Al respecto, vale la pena recordar que esta ley se expidió en el año de 2005, en el marco del proceso de reelección presidencial de aquel entonces. Para esa época, respondió efectivamente a la necesidad de equilibrar el debate electoral, entre un presidente-candidato, y los demás aspirantes al primer cargo público del territorio nacional.
Sin embargo, las disposiciones contenidas en esa norma, fueron más lejos, e introdujeron una serie de disposiciones, llamadas a dar mayor transparencia, y por qué no decirlo, equidad, al interior de los procesos de elección popular, cobijando entonces, no sólo el escenario presidencial, sino todos los demás.
Durante los 4 meses previos a una elección, los gobernantes, los gerentes y directores de entidades públicas, tienen restricciones respecto de la contratación directa, de modificación de plantas de personal, o de celebrar convenios administrativos.
Además, no pueden entregar, personalmente, recursos o bienes estatales, se abstendrán de incluir su imagen, símbolos o consignas electorales, dentro de la publicidad estatal o gubernamental, y, en términos generales, no podrán hacer uso de los bienes del estado, para fines proselitistas. Dicho en otras palabras, los recursos públicos, no podrán usarse para influenciar los resultados electorales.
Pues bien, derogar la Ley de Garantías, como se ha propuesto en los últimos días, tanto por líderes políticos y sociales, como por organizaciones y federaciones de muy alto prestigio, puede venir en el perjuicio de la democracia, o incluso, del Equilibrio de Poderes, que tanto preocupa al Gobierno Nacional, y al país en general, por estos días.
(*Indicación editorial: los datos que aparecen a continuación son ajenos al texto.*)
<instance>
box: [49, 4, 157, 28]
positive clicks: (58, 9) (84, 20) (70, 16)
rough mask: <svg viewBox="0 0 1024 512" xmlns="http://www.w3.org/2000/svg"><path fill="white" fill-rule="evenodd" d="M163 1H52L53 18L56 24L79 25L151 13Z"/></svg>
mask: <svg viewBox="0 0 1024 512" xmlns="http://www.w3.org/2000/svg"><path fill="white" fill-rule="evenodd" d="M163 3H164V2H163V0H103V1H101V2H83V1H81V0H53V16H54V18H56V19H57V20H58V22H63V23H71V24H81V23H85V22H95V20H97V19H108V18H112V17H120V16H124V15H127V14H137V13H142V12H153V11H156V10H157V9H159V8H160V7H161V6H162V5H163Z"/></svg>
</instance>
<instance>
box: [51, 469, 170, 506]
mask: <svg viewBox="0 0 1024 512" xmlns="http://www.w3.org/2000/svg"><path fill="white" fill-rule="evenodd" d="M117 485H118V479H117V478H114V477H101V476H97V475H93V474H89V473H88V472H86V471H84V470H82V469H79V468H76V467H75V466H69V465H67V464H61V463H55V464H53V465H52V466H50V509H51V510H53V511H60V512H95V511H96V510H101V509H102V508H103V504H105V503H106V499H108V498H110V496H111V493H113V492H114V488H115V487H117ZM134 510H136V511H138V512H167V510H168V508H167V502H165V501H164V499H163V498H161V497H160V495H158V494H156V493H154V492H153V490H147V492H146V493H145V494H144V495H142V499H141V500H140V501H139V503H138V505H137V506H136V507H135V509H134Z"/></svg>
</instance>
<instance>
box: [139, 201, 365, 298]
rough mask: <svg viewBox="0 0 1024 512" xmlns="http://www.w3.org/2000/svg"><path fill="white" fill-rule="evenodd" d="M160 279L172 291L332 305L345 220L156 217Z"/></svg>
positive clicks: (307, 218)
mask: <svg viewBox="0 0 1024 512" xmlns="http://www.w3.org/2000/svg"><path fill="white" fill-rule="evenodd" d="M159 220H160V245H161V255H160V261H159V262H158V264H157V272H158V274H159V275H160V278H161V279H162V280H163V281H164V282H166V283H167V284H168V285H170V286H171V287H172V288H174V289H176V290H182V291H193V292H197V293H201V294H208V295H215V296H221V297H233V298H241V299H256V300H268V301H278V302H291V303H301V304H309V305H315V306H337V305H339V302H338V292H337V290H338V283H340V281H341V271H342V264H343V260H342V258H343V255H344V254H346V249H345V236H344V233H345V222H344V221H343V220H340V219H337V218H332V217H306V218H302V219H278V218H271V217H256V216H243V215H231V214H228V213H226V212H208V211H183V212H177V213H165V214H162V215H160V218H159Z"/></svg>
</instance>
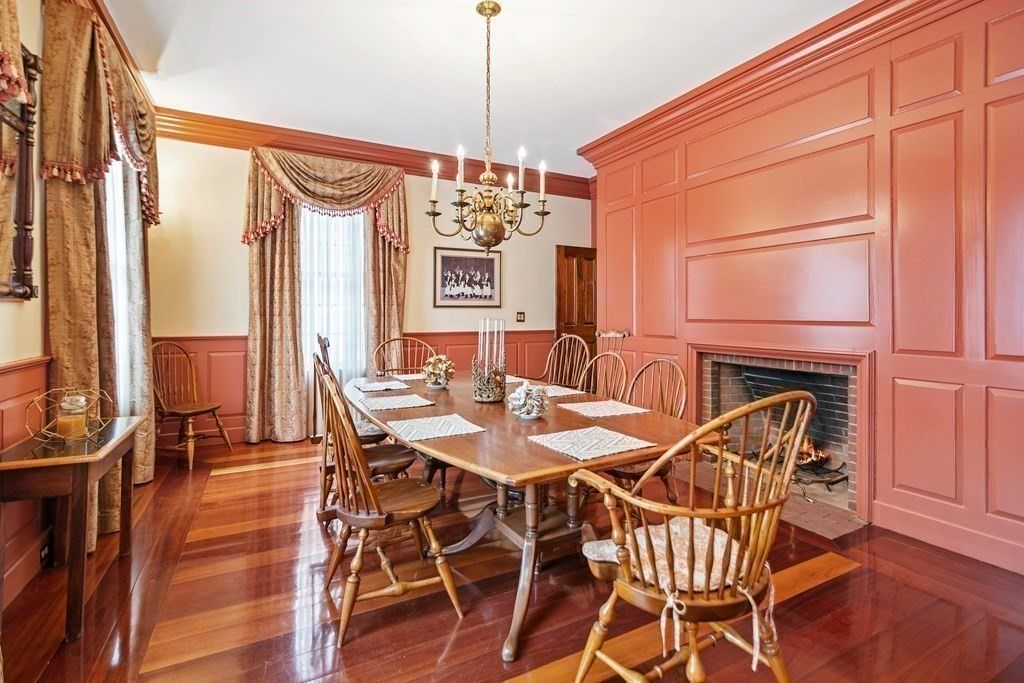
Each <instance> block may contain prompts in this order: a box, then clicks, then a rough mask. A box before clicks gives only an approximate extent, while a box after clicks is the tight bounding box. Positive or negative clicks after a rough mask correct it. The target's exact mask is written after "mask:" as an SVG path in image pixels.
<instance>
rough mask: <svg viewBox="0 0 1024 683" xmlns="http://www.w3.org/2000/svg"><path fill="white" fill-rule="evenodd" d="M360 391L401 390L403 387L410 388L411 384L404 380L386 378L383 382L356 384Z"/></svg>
mask: <svg viewBox="0 0 1024 683" xmlns="http://www.w3.org/2000/svg"><path fill="white" fill-rule="evenodd" d="M355 388H357V389H358V390H359V391H362V392H368V391H399V390H401V389H408V388H409V385H408V384H406V383H404V382H398V381H397V380H385V381H383V382H366V383H364V384H357V385H355Z"/></svg>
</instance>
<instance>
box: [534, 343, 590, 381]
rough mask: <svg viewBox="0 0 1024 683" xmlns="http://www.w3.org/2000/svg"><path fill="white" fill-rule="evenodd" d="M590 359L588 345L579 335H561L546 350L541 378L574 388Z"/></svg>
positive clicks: (581, 374)
mask: <svg viewBox="0 0 1024 683" xmlns="http://www.w3.org/2000/svg"><path fill="white" fill-rule="evenodd" d="M589 360H590V347H588V346H587V342H586V341H585V340H584V338H583V337H580V336H579V335H562V336H561V337H560V338H559V339H558V340H557V341H556V342H555V344H554V345H553V346H552V347H551V350H550V351H548V361H547V362H546V364H545V366H544V375H542V376H541V379H542V380H544V381H546V382H550V383H551V384H559V385H561V386H564V387H570V388H575V387H577V385H579V384H580V378H581V377H582V376H583V370H584V368H585V367H586V366H587V362H588V361H589Z"/></svg>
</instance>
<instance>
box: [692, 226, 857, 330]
mask: <svg viewBox="0 0 1024 683" xmlns="http://www.w3.org/2000/svg"><path fill="white" fill-rule="evenodd" d="M870 252H871V240H870V238H869V237H866V236H859V237H855V238H846V239H842V240H824V241H820V242H805V243H797V244H790V245H781V246H777V247H767V248H763V249H751V250H745V251H738V252H726V253H722V254H715V255H712V256H701V257H695V258H689V259H687V260H686V294H687V296H686V302H687V303H686V314H687V319H688V321H691V322H696V321H718V322H736V323H745V322H758V323H847V324H864V323H868V322H870V319H871V306H870V282H871V276H870V270H871V268H870ZM710 292H714V293H715V296H709V293H710Z"/></svg>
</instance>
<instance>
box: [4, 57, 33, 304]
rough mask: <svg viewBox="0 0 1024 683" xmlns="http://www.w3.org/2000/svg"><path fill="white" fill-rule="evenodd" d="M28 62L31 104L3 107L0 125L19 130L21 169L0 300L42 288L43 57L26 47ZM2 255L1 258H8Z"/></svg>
mask: <svg viewBox="0 0 1024 683" xmlns="http://www.w3.org/2000/svg"><path fill="white" fill-rule="evenodd" d="M22 58H23V59H24V61H25V79H26V80H27V81H28V82H29V101H28V102H27V103H24V104H20V105H19V106H18V109H19V110H20V113H18V114H15V113H14V112H13V111H11V110H9V109H8V108H6V106H3V105H0V124H2V125H5V126H10V127H11V128H13V129H14V130H15V131H17V168H16V171H15V176H14V183H15V185H14V206H13V211H12V213H11V217H12V219H13V223H14V240H13V243H12V245H13V248H12V251H13V263H14V267H13V269H12V270H11V272H10V280H9V281H5V280H3V278H4V274H5V273H0V299H20V300H25V301H27V300H29V299H33V298H35V297H38V296H39V287H38V286H37V285H35V284H34V283H33V272H32V255H33V251H34V248H35V238H34V237H33V227H32V223H33V220H34V213H35V197H34V189H35V178H36V172H35V171H36V168H35V154H34V147H35V143H36V140H35V131H36V81H37V80H38V79H39V57H38V56H36V55H35V54H33V53H32V52H30V51H29V50H28V49H27V48H26V47H25V46H24V45H23V46H22ZM6 258H7V255H6V254H0V259H6Z"/></svg>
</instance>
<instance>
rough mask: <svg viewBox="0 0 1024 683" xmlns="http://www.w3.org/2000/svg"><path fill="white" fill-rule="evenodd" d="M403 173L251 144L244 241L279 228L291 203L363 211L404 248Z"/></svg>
mask: <svg viewBox="0 0 1024 683" xmlns="http://www.w3.org/2000/svg"><path fill="white" fill-rule="evenodd" d="M403 179H404V171H402V170H401V169H399V168H395V167H393V166H383V165H379V164H362V163H358V162H350V161H342V160H340V159H328V158H325V157H313V156H310V155H302V154H297V153H294V152H285V151H282V150H273V148H270V147H253V150H252V152H251V156H250V160H249V193H248V203H247V205H246V220H245V225H244V227H243V233H242V242H244V243H245V244H250V243H252V242H254V241H256V240H259V239H261V238H262V237H264V236H265V234H267V233H269V232H271V231H273V230H275V229H279V228H280V227H281V226H282V225H283V224H284V222H285V205H286V204H291V205H293V206H296V205H297V206H301V207H303V208H305V209H308V210H310V211H314V212H316V213H321V214H325V215H330V216H342V215H348V214H353V213H359V212H367V214H368V215H369V217H370V219H371V220H372V221H373V225H374V227H375V229H376V230H377V233H378V234H379V236H380V237H381V238H383V239H384V240H385V241H386V242H387V243H388V244H389V245H391V246H392V247H393V248H394V249H396V250H398V251H400V252H408V251H409V239H408V228H407V225H406V220H404V216H406V211H404V207H406V189H404V182H403Z"/></svg>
Sin duda, es preciso reconocer que las prohibiciones de la ley dificultan, durante ese lapso y en alguna medida, los procesos de ejecución gubernamentales, haciéndolos más dispendiosos, o más lentos. No obstante, en aras de la celeridad administrativa, no deberían sacrificarse los beneficios a favor de una competencia más justa y, sobre todo, equitativa, en términos electorales.
Nuestra cultura política, impone la necesidad de contar con esta clase de mecanismos, que en últimas, no hacen cosa distinta que abogar por la Trasparencia, por la Independencia, e incluso, por la Decencia, valores que deben girar permanentemente, entorno a cualquier proceso electoral.